When -   When you wish to acquire a proper on which the payments are already too large.
Situation -   Jones wishes to acquire a four-plex which is bringing in approximately $1,000 per month. This would leave approximately $600 per month for making payments. The existing payments on the property are already $700 per month. Jones would lack $15,000 on his down payment so would be asking Smith, the owner, to carry back another $15,000 note. In the event Jones had to make payments on this note, the negative cash flow would be too much to make the transaction beneficial.
How -   Jones offers the $15,000 note to equalize equities, however, there would be no payments on the note for two years at interest only at 10% then the note would be amortized over 20 years.
Results -   Jones could afford property with the $100 a month negative but would not be able to acquire the property with a $250 per month negative.
Variation -   In the event that Jones would offer a contract or a wrap around note instead of the $15,000 2nd the wrap could be made where there would be no payment to the other party on his portion of the wrap at least for a period of time.

When -   In the sale of the large rental property, or a property where the initial payments would ordinarily be too large, taking the benefits out to a perspective purchaser.
Situation -   Jones owns a 5 million dollar cattle ranch. Jones would like to sell the cattle ranch, however, taking a down payment of $500,000 and payments of interest only at 10% would result in a $450,000 interest payment the first year. Jones carries back 20 separate notes with one note due each year, plus 10% interest. The 1st note due at the end of the first year would be $225,000 plus $22,500 in interest for a substantial reduction in the payment. The payment would be the least the first year getting larger every year. Hopefully the ranch would be better able to make the payments.
Results -   A transaction could be made that would not otherwise have been made on the sale of the ranch.
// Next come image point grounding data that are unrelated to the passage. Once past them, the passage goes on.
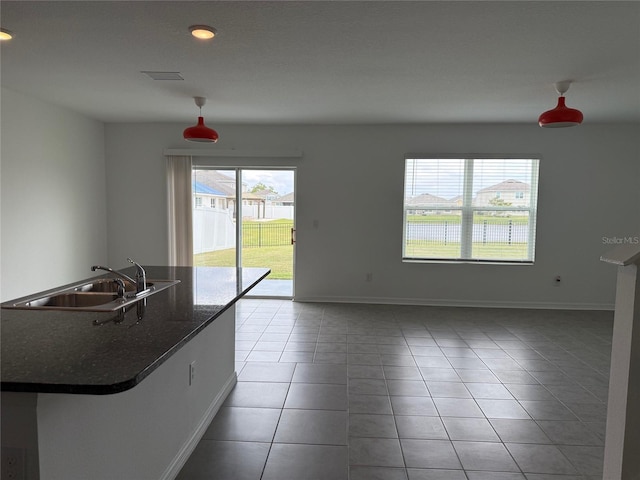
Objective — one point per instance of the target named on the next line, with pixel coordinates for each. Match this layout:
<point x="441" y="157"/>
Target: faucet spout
<point x="118" y="274"/>
<point x="141" y="276"/>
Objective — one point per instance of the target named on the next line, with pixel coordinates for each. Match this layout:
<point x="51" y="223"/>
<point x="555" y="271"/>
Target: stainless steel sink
<point x="95" y="295"/>
<point x="106" y="285"/>
<point x="71" y="300"/>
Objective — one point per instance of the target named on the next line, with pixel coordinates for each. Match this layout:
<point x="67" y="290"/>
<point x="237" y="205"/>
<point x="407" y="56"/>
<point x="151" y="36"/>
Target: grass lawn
<point x="492" y="251"/>
<point x="278" y="259"/>
<point x="477" y="219"/>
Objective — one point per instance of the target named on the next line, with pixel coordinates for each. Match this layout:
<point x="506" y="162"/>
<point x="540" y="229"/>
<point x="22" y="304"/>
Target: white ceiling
<point x="327" y="61"/>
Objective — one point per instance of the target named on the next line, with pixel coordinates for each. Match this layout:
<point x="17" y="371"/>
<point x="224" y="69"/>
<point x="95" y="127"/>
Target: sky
<point x="280" y="180"/>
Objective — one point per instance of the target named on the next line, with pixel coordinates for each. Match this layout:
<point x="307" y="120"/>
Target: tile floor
<point x="379" y="392"/>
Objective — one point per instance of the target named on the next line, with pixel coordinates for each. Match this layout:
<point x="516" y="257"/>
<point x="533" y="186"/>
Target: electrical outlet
<point x="192" y="372"/>
<point x="12" y="464"/>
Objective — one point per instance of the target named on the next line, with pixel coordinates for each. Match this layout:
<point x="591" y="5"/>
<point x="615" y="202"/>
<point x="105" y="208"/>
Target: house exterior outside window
<point x="478" y="209"/>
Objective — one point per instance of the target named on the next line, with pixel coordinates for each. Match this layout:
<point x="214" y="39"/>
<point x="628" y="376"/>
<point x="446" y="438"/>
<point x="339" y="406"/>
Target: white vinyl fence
<point x="212" y="230"/>
<point x="270" y="212"/>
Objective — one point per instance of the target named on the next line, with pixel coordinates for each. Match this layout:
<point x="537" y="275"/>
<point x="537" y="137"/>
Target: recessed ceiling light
<point x="203" y="32"/>
<point x="5" y="34"/>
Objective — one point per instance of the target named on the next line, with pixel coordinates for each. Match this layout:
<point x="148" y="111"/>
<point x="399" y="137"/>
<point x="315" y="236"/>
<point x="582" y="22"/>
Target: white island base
<point x="147" y="432"/>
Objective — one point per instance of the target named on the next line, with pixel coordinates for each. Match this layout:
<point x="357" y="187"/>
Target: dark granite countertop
<point x="99" y="353"/>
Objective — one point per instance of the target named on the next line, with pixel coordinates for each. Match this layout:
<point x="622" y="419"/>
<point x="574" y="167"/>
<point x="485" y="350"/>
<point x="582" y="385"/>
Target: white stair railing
<point x="622" y="441"/>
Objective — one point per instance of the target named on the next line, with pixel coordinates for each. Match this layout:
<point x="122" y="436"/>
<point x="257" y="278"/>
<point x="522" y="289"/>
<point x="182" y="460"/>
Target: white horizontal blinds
<point x="502" y="209"/>
<point x="470" y="209"/>
<point x="433" y="208"/>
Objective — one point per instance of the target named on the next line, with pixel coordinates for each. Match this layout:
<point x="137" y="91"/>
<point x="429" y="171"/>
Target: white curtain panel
<point x="180" y="217"/>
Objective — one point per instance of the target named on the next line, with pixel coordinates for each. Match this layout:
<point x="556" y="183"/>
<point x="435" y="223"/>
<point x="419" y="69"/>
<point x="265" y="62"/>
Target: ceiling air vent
<point x="164" y="75"/>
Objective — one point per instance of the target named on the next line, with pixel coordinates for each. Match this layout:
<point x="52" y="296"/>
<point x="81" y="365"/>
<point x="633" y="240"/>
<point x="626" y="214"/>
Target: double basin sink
<point x="95" y="295"/>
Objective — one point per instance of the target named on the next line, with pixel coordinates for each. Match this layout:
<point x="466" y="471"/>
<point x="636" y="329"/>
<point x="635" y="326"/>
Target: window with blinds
<point x="470" y="209"/>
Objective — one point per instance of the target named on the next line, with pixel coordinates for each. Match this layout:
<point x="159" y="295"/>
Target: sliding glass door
<point x="246" y="217"/>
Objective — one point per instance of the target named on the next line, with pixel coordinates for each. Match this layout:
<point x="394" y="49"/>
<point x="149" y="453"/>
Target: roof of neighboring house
<point x="225" y="185"/>
<point x="206" y="190"/>
<point x="427" y="199"/>
<point x="286" y="198"/>
<point x="506" y="186"/>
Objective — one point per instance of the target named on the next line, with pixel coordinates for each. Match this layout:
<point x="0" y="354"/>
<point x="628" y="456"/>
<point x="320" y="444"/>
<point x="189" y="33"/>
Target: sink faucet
<point x="141" y="277"/>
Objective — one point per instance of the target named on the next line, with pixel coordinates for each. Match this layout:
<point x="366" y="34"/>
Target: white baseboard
<point x="187" y="449"/>
<point x="459" y="303"/>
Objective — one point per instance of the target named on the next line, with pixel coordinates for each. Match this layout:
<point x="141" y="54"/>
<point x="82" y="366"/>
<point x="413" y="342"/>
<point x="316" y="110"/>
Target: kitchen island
<point x="106" y="395"/>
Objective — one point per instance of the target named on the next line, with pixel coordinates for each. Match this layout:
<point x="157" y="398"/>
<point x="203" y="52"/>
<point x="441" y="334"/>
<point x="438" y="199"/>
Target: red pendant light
<point x="561" y="116"/>
<point x="200" y="132"/>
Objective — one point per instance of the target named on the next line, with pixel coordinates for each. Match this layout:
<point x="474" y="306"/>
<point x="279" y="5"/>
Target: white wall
<point x="350" y="182"/>
<point x="53" y="193"/>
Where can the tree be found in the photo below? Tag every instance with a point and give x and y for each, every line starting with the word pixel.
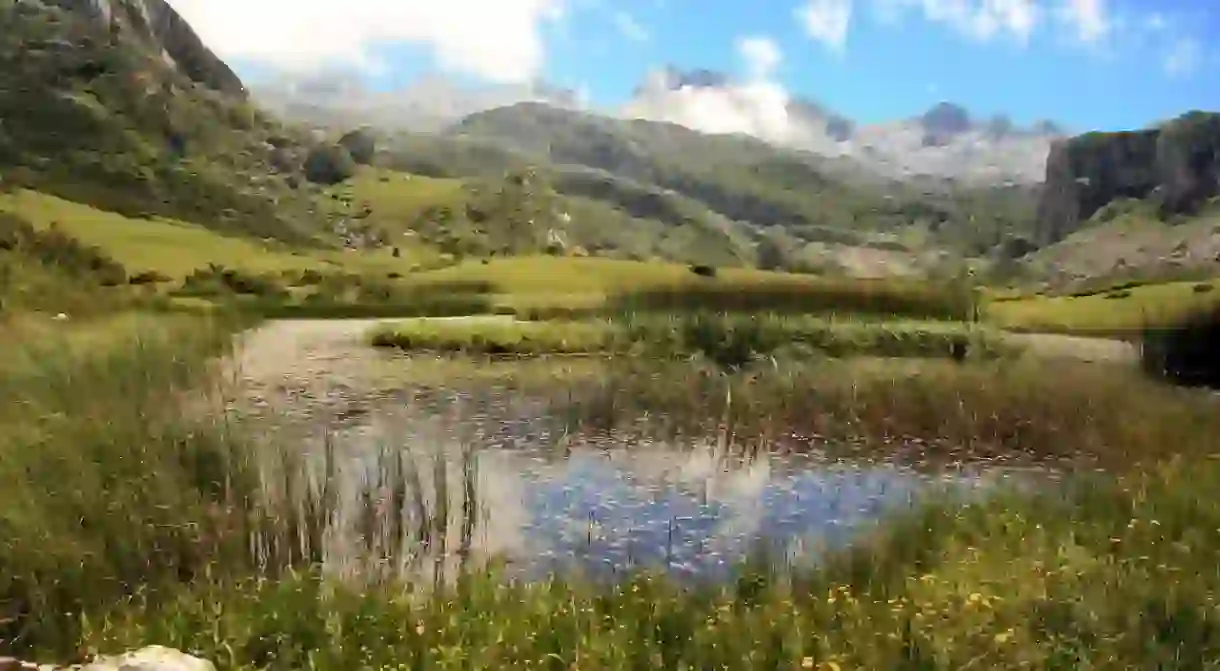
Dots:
pixel 361 144
pixel 771 255
pixel 328 165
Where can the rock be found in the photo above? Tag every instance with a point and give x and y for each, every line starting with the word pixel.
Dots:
pixel 154 658
pixel 328 165
pixel 155 25
pixel 1177 165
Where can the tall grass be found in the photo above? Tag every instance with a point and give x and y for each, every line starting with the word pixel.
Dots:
pixel 731 340
pixel 859 297
pixel 129 520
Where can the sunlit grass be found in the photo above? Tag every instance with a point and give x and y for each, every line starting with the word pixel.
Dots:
pixel 176 249
pixel 1107 312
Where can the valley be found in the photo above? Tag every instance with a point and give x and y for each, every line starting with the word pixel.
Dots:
pixel 305 375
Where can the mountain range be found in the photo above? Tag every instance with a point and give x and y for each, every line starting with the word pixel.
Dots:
pixel 946 142
pixel 120 105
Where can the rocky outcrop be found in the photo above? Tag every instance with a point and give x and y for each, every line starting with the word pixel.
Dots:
pixel 1177 165
pixel 156 26
pixel 328 165
pixel 154 658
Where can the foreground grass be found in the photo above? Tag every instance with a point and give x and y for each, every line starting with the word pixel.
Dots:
pixel 150 538
pixel 725 338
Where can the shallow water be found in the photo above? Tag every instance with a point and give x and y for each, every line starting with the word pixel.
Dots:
pixel 500 480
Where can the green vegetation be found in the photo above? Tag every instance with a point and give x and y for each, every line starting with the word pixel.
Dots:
pixel 726 339
pixel 1114 570
pixel 101 121
pixel 1099 314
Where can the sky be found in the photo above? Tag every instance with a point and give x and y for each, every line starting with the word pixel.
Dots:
pixel 1085 64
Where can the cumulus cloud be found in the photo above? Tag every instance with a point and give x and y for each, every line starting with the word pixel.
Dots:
pixel 499 40
pixel 980 20
pixel 761 55
pixel 1088 20
pixel 757 106
pixel 630 28
pixel 826 21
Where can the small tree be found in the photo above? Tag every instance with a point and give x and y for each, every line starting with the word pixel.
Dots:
pixel 361 144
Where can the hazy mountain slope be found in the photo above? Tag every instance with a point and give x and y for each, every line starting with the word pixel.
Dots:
pixel 750 181
pixel 944 142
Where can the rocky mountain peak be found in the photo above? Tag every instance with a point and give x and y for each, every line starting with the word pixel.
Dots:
pixel 156 26
pixel 947 118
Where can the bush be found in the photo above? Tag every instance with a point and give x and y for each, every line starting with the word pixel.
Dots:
pixel 1188 353
pixel 330 165
pixel 360 144
pixel 149 277
pixel 57 249
pixel 216 279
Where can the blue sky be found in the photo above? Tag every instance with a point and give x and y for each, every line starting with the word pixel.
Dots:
pixel 1087 64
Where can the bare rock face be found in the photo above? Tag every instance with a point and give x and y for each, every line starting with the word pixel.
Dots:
pixel 154 658
pixel 1177 164
pixel 155 25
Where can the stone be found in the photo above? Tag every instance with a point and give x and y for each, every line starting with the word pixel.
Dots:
pixel 1176 166
pixel 154 658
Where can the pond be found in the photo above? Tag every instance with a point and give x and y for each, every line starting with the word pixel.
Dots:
pixel 483 471
pixel 495 477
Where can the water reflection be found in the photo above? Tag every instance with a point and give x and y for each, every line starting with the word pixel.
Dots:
pixel 506 482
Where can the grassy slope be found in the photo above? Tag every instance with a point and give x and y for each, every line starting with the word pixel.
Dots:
pixel 1148 305
pixel 177 248
pixel 1119 574
pixel 397 201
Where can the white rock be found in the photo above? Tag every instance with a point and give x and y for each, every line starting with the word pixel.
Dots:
pixel 154 658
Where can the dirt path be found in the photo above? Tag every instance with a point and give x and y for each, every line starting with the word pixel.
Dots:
pixel 327 362
pixel 1072 347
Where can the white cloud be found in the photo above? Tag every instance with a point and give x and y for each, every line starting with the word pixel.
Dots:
pixel 761 55
pixel 1088 20
pixel 826 21
pixel 499 40
pixel 1184 57
pixel 980 20
pixel 630 28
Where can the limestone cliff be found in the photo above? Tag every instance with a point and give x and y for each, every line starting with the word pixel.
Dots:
pixel 1177 165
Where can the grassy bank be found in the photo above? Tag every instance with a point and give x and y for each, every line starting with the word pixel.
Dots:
pixel 162 536
pixel 730 339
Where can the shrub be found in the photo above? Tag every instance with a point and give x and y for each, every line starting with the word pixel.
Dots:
pixel 1188 353
pixel 149 277
pixel 216 279
pixel 360 144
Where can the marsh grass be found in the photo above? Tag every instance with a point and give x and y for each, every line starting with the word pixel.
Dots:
pixel 731 340
pixel 127 520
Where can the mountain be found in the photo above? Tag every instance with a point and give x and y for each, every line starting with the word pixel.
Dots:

When -   When you’re acquiring a property that is supposed to have a certain income which the seller has told you the property will make.
Situation -   Jones is interested in acquiring a commercial rental that Smith owns. Smith tells him that he has a lease on the property for $1,000 per month. He has never had a vacancy and the property can be depended upon to bring in that amount of cash.
How -   Jones makes an offer on the property for $20,000 cash down with Smith to carry back an $80,000 mortgage which pays at $850 per month including interest at 10%. Jones writes into the mortgage that in the event the income on the commercial property falls below $1,000 per month, the payment will drop to $500 per month. Should the building become completely vacant, there is to be no payment and no interest to accrue. Smith takes the offer!
Results -   As long as the building performs, Smith will receive his payments. Should the building not perform as Smith indicates, Jones will not have to make the payments.

Situation -  
Jones and his wife are a young couple just getting started. They don’t have a and down payment and don’t qualify for the loan on a house they would like to Situation - own. Smith is an investor who likes the benefit of real estate ownership and shelter but doesn’t want management.
How -   Smith and Jones agree to purchase the home Jones wants. Smith puts up the down payment and qualifies for the loan. Jones then “rents” the house for the payment and pays all taxes, insurance, utilities, and any and all repairs. The lease period is for 5 years with the contract between Smith and Jones stating that at that time the house would be appraised and Jones would pay Smith all of his down payment, plus ½ of the appreciation.
Results -   Smith has a 50% equity getting all the shelter and 50% of the growth. He has no management. Jones gets the house he wants and 50% of the “growth,” at the end of the 5 years Jones can qualify for a new loan.
Danger -   In some cases, such as divorce, the occupants of the property have sued the investor for “their share” of the growth even though they haven’t lived up to their part of the bargain and gotten it. The author believes a “lease” with “option to buy” may be a better vehicle for all. Consult your attorney!